Aucun colloque n’a jamais été spécifiquement consacré à Priscien, aucune recherche d’ensemble n’a jamais permis de prendre la véritable mesure de l’importance et de l’originalité de cet auteur, aucune traduction n’a jamais été faite de ses principaux textes dans une langue moderne. Des travaux nombreux, mais toujours ponctuels et par force partiels, n’ont fait que souligner la multiplicité de points non éclaircis et d’énigmes encore sans solution, sans parvenir à sortir cet auteur de l’obscurité où la Renaissance l’avait plongé après (et à cause de) l’immense succès que ses œuvres avaient rencontré au Moyen Age, tout au long duquel il est apparu comme l’un des tout premiers passeurs de culture.
Africain installé à Constantinople en milieu grec, Priscien était au début du 6e s. le représentant le plus en vue de l’enseignement de la langue latine.
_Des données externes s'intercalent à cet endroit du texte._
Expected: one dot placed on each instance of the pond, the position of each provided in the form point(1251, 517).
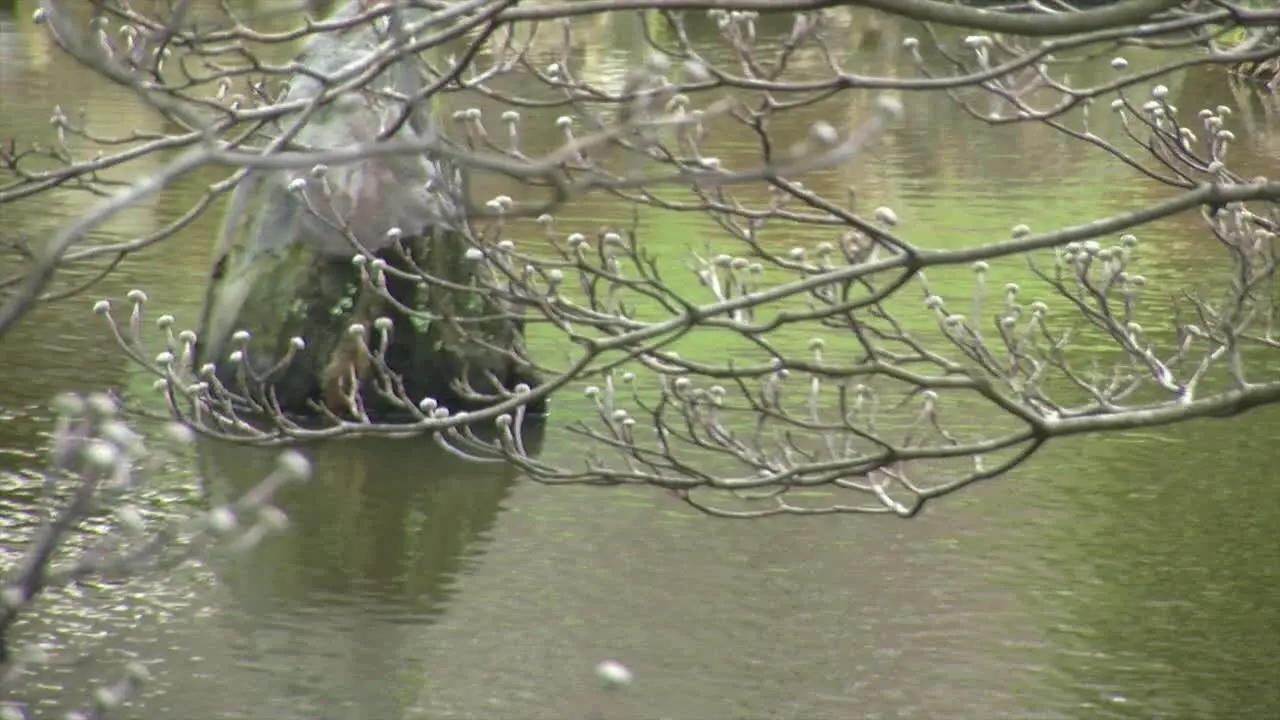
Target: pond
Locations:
point(1121, 577)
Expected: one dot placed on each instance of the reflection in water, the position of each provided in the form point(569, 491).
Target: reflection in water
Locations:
point(329, 614)
point(1127, 577)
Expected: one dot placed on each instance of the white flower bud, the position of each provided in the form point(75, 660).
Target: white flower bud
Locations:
point(613, 674)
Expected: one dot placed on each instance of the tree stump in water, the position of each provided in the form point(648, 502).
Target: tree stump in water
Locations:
point(287, 265)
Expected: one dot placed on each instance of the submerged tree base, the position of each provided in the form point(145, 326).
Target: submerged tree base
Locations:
point(351, 290)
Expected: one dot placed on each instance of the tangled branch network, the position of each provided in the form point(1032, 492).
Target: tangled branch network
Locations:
point(868, 410)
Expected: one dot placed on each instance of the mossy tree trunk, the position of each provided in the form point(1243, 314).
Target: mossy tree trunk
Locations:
point(284, 265)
Héritier de la tradition grammaticale romaine, il entreprit de la renouveler par les apports grecs issus de la grammaire alexandrine, et engagea ainsi à la fin de l’Antiquité une synthèse et une refonte de la grammaire antique en faisant confluer ses principaux courants.
Introducteur dans le domaine latin de l’analyse des relations entre constituants de l’énoncé, créateur de la première grammaire moderne en Occident, Priscien a tiré parti des différents aspects de l’analyse de la parole, en intégrant à sa réflexion des recherches menées dans d’autres domaines de ce champ, notamment en rhétorique. Il a ainsi initié une analyse des fonctions des catégories du langage qui a permis l’émergence de nouveaux modes d’interrogations, dans une perspective de théorie de l’information dont plusieurs éléments ne paraissent pas sans rapport avec les recherches actuelles en matière de pragmatique.
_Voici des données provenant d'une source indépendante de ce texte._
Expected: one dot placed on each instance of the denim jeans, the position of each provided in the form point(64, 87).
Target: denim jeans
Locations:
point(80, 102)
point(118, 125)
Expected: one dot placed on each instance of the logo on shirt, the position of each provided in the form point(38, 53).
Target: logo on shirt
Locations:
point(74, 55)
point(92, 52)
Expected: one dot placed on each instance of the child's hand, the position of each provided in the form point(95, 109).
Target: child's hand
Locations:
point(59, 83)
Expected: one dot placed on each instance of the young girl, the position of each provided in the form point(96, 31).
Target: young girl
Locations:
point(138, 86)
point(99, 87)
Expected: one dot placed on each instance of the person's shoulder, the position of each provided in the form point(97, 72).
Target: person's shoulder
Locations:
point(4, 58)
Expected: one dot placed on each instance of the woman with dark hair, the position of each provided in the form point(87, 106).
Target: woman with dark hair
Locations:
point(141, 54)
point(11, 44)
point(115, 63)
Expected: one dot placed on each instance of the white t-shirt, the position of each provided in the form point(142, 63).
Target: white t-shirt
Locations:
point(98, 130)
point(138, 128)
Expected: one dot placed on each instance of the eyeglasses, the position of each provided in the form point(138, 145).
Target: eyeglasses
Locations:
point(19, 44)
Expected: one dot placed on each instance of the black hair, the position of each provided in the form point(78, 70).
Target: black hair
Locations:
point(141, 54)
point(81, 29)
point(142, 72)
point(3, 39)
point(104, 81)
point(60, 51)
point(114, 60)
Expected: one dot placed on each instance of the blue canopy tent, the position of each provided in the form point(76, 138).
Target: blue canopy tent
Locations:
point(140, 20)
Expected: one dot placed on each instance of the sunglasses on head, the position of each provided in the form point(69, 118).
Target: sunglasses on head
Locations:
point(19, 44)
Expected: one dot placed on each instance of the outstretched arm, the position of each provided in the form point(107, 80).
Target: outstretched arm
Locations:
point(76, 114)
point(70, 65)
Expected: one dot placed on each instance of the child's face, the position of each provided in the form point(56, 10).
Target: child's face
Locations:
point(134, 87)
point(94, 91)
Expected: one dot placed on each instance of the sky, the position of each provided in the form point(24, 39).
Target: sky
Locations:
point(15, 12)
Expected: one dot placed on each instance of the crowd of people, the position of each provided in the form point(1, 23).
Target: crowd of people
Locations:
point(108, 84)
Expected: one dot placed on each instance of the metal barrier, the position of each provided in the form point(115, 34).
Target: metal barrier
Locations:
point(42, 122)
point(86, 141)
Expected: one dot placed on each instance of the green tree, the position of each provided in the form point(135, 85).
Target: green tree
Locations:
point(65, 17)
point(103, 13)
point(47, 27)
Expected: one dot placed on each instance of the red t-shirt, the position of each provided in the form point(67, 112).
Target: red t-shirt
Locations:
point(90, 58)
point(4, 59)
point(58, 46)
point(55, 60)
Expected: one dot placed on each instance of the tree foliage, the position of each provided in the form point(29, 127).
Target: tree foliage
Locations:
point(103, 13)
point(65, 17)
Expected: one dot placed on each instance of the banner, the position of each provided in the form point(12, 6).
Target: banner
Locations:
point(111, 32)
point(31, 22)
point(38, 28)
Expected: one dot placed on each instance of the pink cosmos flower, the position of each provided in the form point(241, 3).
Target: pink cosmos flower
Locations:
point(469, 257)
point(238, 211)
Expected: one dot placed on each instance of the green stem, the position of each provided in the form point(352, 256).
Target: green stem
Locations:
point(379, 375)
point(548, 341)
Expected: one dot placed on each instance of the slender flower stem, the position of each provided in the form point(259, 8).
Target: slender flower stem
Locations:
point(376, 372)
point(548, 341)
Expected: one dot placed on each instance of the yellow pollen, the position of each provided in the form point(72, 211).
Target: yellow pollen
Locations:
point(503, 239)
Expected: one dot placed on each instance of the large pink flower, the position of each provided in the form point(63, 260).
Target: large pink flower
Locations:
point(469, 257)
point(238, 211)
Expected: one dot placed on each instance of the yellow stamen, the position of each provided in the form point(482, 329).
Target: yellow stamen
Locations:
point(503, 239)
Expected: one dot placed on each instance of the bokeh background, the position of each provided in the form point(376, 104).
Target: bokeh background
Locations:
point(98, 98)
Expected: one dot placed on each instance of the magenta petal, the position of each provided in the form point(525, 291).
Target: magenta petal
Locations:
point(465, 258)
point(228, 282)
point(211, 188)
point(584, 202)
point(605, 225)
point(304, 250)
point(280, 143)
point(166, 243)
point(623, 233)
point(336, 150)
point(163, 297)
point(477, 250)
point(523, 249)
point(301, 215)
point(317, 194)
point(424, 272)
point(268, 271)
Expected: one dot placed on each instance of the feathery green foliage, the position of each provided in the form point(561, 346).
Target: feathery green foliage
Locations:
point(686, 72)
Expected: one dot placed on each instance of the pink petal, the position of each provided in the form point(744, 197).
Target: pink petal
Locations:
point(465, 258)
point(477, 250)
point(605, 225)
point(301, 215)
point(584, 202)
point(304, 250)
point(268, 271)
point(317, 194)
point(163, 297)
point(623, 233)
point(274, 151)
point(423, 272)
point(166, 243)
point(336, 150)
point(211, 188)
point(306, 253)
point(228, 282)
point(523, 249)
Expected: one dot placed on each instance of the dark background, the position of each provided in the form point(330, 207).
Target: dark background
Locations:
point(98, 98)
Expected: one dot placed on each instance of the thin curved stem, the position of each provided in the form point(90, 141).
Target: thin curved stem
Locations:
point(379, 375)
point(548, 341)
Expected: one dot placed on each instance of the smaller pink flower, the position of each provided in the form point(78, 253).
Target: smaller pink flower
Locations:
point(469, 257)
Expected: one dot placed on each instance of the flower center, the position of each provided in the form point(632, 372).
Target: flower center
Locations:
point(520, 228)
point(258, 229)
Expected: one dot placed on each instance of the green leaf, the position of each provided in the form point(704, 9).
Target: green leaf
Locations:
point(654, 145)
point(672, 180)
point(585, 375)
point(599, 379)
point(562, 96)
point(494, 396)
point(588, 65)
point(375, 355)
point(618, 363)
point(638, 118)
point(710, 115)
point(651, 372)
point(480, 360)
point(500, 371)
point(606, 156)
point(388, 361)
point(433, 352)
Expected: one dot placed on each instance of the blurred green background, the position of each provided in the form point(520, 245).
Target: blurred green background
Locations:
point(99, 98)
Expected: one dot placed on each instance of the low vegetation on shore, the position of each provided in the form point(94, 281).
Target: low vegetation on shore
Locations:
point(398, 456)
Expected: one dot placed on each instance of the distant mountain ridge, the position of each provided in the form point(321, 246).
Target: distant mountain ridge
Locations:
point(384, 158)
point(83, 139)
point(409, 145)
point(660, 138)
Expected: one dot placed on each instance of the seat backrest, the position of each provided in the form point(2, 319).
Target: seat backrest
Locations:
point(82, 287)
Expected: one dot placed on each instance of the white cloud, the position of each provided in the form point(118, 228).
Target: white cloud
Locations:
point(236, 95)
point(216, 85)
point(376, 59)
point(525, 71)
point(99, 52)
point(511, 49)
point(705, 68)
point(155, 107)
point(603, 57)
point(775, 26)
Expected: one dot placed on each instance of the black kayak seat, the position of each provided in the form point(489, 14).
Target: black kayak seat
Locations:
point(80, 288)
Il est particulièrement remarquable que cet effort d’innovation mené dans la partie orientale de l’Empire romain ait répondu au recul de la langue latine et de son enseignement face au grec, et se présente comme une solution face à ce recul. L’apprentissage et la maîtrise des codes d’analyse de la langue, pratique culturelle largement développée par l’Antiquité, se voient ainsi relégitimés par cet auteur. Par là, au cœur de l’œuvre de Priscien, c’est la question même de l’enseignement de la langue, de ses justifications et de ses finalités, qui est posée.
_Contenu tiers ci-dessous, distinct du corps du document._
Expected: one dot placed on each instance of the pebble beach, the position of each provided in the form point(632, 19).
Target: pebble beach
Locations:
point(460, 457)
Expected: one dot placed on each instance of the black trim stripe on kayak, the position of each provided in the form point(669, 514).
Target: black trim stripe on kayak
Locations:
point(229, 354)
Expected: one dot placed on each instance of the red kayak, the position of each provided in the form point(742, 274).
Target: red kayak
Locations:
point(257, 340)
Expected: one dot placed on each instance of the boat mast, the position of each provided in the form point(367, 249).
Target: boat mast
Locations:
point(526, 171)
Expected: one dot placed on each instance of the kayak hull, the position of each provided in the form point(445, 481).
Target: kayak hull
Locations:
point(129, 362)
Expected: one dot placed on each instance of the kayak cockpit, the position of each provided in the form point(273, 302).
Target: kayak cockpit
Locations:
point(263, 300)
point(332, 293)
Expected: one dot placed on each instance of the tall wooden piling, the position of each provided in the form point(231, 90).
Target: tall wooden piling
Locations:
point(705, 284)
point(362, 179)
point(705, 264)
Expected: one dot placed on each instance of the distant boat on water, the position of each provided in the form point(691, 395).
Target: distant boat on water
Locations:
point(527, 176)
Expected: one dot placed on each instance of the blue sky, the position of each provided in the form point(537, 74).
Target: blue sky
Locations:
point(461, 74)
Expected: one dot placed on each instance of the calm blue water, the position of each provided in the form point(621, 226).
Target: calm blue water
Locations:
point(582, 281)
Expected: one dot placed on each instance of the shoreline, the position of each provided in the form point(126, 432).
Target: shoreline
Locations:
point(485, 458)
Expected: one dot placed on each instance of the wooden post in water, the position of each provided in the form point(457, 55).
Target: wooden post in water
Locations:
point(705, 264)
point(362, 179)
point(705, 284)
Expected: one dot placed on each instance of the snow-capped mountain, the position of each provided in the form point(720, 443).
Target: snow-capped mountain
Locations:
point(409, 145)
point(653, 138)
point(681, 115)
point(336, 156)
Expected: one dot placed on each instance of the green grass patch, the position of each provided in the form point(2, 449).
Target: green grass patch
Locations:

Incontestable innovateur au cœur de l’Antiquité tardive, Priscien a été ce passeur par qui l’époque médiévale a eu connaissance de la description linguistique complexe : son influence, décisive durant tout le Moyen Age, a encore des échos perceptibles jusque dans la tradition classique. Une mise au point s’impose sur cet auteur à multiples dimensions, chez qui se croisent les spécificités et les ambiguïtés de l’Antiquité tardive, un état des lieux qui prenne en compte le personnage et l’œuvre dans sa globalité et sa diversité. C’est l’objet du colloque international Priscien.